In this week’s edition of This Week in Cubs History, we look at the career and first retirement of Cubs legend Ryne Sandberg. On June 13, 1994, Sandberg unexpectedly retired from the game of baseball at the age of 34, only 57 games into the season.
In his book, Second to Home, the Hall of Fame second baseman wrote the following of his decision:
The reason I retired is simple: I lost the desire that got me ready to play on an everyday basis for so many years. Without it, I didn’t think I could perform at the same level I had in the past, and I didn’t want to play at a level less than what was expected of me by my teammates, coaches, ownership, and most of all, myself.
Sandberg was selected in the 20th round of the 1978 draft by the Philadelphia Phillies, who considered him as little more than a utility prospect despite his stellar numbers in the minors.
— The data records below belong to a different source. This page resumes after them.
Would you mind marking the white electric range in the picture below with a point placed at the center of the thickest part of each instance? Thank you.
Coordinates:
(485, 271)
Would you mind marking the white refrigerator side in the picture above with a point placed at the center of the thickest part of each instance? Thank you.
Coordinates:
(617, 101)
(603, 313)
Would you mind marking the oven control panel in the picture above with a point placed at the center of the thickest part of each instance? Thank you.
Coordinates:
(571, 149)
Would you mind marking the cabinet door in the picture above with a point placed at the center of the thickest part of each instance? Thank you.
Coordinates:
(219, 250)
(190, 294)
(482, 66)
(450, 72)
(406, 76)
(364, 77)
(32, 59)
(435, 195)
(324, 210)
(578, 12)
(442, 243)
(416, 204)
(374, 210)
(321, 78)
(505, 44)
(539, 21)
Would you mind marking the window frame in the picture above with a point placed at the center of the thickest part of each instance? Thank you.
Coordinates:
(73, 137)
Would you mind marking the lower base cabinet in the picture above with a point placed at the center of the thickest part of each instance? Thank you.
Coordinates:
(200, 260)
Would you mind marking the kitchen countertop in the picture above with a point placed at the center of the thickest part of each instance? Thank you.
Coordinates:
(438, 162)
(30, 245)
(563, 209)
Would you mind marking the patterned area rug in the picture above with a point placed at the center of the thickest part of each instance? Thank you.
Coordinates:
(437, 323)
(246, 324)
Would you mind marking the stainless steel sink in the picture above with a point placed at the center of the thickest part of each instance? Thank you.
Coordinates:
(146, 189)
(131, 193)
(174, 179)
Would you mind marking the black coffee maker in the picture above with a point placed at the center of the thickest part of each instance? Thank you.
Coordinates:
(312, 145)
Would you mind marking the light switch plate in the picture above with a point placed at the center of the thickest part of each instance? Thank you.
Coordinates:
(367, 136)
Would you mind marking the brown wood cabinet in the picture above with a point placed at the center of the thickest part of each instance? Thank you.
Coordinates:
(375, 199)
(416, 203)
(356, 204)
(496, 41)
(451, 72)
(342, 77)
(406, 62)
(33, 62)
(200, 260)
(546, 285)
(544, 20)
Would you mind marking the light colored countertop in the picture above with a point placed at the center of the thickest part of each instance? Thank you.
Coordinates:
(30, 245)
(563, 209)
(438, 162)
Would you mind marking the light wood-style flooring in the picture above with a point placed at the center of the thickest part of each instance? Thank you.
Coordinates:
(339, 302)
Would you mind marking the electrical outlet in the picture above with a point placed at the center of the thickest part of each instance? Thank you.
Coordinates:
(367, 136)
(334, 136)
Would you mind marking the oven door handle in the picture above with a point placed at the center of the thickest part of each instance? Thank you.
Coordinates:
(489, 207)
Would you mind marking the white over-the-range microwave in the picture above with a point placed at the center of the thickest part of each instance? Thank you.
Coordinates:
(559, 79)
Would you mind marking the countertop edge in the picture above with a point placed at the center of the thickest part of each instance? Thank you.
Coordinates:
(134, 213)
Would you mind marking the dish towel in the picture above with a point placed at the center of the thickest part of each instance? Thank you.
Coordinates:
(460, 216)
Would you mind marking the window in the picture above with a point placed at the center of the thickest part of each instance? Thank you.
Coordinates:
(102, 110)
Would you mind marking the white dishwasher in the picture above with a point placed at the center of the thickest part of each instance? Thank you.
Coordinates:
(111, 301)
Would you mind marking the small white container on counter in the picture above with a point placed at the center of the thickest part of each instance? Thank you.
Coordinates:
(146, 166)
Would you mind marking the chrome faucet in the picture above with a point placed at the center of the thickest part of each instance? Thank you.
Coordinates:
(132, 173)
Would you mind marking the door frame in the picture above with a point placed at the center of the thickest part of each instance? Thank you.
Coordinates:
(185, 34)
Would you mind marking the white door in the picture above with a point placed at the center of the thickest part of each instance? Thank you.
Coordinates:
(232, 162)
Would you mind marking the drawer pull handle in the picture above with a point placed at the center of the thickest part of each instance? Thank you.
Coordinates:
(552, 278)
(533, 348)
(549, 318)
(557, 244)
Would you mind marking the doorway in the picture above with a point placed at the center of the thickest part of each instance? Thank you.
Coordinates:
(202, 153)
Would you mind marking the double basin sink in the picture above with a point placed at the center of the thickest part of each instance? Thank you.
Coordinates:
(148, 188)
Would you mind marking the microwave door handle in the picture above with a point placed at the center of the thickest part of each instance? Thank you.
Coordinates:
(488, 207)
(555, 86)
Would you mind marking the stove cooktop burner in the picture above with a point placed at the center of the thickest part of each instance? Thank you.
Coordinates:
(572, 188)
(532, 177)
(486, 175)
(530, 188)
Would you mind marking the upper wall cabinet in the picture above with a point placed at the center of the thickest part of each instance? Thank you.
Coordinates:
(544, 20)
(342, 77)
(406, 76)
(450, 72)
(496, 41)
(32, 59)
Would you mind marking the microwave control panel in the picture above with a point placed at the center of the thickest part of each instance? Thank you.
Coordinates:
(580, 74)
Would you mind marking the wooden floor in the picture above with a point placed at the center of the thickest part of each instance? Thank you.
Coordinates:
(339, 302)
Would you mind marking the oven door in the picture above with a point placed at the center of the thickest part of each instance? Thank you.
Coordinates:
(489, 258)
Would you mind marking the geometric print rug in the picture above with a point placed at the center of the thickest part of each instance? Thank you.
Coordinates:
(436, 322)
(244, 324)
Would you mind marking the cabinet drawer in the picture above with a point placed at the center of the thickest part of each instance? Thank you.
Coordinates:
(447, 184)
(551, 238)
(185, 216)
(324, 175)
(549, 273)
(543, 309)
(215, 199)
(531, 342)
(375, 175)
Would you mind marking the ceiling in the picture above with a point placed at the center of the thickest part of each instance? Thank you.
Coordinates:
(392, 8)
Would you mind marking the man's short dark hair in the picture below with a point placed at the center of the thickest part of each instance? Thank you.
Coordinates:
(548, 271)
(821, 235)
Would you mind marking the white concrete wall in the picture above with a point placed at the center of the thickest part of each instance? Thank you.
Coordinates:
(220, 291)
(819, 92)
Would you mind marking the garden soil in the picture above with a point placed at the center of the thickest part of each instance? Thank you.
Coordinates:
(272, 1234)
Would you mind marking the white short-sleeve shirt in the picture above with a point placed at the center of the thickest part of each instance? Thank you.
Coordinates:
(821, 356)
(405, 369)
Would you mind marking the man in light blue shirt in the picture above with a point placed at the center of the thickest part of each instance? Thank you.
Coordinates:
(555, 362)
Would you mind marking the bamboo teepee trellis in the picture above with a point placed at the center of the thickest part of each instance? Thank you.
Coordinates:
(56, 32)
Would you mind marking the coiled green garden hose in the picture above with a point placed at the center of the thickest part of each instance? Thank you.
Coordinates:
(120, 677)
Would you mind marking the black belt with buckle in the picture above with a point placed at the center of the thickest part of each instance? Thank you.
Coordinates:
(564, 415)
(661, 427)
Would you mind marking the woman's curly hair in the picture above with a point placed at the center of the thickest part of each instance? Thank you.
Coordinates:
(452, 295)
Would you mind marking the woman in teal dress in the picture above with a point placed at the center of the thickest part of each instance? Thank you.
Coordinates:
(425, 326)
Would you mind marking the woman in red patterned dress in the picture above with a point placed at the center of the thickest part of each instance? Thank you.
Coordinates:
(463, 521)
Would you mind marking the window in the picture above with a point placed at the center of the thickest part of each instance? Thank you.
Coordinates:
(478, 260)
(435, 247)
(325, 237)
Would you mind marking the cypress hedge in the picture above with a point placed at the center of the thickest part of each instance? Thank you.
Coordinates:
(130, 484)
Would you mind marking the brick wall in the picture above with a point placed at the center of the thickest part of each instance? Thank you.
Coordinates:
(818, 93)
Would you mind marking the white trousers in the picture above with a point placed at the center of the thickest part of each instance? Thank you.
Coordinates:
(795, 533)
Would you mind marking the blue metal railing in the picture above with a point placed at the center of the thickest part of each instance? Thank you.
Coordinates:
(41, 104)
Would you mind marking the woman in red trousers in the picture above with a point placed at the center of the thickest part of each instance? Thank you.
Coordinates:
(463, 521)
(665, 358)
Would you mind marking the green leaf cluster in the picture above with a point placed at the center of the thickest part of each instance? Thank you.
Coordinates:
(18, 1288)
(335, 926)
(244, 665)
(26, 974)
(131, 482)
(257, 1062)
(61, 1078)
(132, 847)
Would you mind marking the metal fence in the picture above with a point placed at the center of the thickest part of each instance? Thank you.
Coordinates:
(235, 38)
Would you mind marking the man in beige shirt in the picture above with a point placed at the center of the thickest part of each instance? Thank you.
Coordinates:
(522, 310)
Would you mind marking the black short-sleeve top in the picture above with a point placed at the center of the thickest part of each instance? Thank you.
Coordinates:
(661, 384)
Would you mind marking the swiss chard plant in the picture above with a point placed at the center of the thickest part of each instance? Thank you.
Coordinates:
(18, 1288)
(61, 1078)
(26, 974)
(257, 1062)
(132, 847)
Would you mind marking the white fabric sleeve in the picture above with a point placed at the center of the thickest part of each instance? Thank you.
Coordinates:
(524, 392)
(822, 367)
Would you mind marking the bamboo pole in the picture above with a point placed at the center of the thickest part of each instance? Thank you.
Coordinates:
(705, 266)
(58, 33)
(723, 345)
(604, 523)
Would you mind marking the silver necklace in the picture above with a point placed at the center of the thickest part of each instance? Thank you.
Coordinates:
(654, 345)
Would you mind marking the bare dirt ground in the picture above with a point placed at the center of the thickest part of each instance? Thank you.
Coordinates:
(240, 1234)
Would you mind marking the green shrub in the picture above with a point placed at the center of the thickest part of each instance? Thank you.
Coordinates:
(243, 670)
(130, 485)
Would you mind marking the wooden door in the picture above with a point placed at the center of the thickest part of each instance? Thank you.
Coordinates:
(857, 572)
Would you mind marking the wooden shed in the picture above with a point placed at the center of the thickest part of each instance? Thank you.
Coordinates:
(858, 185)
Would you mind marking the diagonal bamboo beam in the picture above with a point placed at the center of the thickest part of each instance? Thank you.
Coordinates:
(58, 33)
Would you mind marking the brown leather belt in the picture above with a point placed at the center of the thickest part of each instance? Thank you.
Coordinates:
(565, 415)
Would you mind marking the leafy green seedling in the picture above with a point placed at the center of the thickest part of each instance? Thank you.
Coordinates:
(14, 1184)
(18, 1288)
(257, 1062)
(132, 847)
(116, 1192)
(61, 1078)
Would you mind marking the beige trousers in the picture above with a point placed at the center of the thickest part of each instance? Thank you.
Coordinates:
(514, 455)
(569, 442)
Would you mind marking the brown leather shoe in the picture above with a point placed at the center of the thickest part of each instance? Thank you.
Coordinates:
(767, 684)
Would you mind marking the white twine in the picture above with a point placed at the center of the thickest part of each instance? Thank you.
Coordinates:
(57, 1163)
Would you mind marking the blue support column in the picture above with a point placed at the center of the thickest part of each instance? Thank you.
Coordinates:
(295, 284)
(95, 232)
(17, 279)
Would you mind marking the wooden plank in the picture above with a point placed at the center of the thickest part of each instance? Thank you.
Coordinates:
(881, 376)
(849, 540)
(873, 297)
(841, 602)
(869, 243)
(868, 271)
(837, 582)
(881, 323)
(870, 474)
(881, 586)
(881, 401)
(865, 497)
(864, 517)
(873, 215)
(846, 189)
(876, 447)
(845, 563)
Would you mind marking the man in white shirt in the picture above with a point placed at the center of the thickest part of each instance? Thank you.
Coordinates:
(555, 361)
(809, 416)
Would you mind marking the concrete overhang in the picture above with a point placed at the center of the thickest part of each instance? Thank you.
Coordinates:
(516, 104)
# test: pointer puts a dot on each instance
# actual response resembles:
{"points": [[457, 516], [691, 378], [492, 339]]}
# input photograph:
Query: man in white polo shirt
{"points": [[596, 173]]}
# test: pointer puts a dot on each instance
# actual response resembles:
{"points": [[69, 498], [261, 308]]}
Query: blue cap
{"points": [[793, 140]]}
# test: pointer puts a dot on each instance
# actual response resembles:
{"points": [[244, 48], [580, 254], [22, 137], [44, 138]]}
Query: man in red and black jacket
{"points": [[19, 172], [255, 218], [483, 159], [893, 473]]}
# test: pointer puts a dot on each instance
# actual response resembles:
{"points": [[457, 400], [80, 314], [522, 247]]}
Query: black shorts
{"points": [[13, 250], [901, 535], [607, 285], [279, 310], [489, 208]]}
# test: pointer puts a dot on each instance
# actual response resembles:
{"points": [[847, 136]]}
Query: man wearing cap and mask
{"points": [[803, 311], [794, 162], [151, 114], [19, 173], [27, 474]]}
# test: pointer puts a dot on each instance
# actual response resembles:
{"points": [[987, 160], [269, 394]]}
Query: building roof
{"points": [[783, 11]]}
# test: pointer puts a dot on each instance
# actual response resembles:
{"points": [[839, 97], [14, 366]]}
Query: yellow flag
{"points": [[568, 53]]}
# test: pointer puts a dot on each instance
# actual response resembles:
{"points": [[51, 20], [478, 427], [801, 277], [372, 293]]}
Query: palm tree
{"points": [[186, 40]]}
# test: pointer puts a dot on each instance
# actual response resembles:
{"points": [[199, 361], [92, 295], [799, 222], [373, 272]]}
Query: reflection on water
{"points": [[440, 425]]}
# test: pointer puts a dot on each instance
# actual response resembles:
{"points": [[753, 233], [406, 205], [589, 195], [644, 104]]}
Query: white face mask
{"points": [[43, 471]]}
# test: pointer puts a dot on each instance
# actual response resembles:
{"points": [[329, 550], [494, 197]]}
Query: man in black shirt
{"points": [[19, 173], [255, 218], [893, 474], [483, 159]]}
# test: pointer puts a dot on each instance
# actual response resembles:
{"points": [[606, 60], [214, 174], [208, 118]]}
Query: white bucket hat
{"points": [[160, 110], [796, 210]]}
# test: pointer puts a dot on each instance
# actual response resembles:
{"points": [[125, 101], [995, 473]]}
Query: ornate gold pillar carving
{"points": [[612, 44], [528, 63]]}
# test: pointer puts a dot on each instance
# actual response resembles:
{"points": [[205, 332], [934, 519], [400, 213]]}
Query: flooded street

He was traded to the Cubs in 1982 in what is now considered one of the best trades in Cubs history and one of the worst trades in Phillies history.
Sandberg won his first Gold Glove in 1993, which helped set the stage for his breakout season in 1984. In that magical season, which saw the Cubs reach the playoffs for the first time in 39 years, Sandberg slashed .314/.367/.520 to earn an All-Star nod, along with his second Gold Glove, and a Silver Slugger award. On top of these accolades, Sandberg took home MVP honors, becoming the the first Cub to do so since Ernie Banks won consecutive awards in 1958 and 1959.
Sandberg continued to put up strong numbers with the Cubs until his retirement in 1994. After sitting out the 1995 season, he returned for 1996 and 1997. Sandberg finished his 16-year career as a 10-time All-Star, nine-time Gold Glover, and seven-time Silver Slugger, the most all-time among second basemen. He was elected to the Hall of Fame in 2005.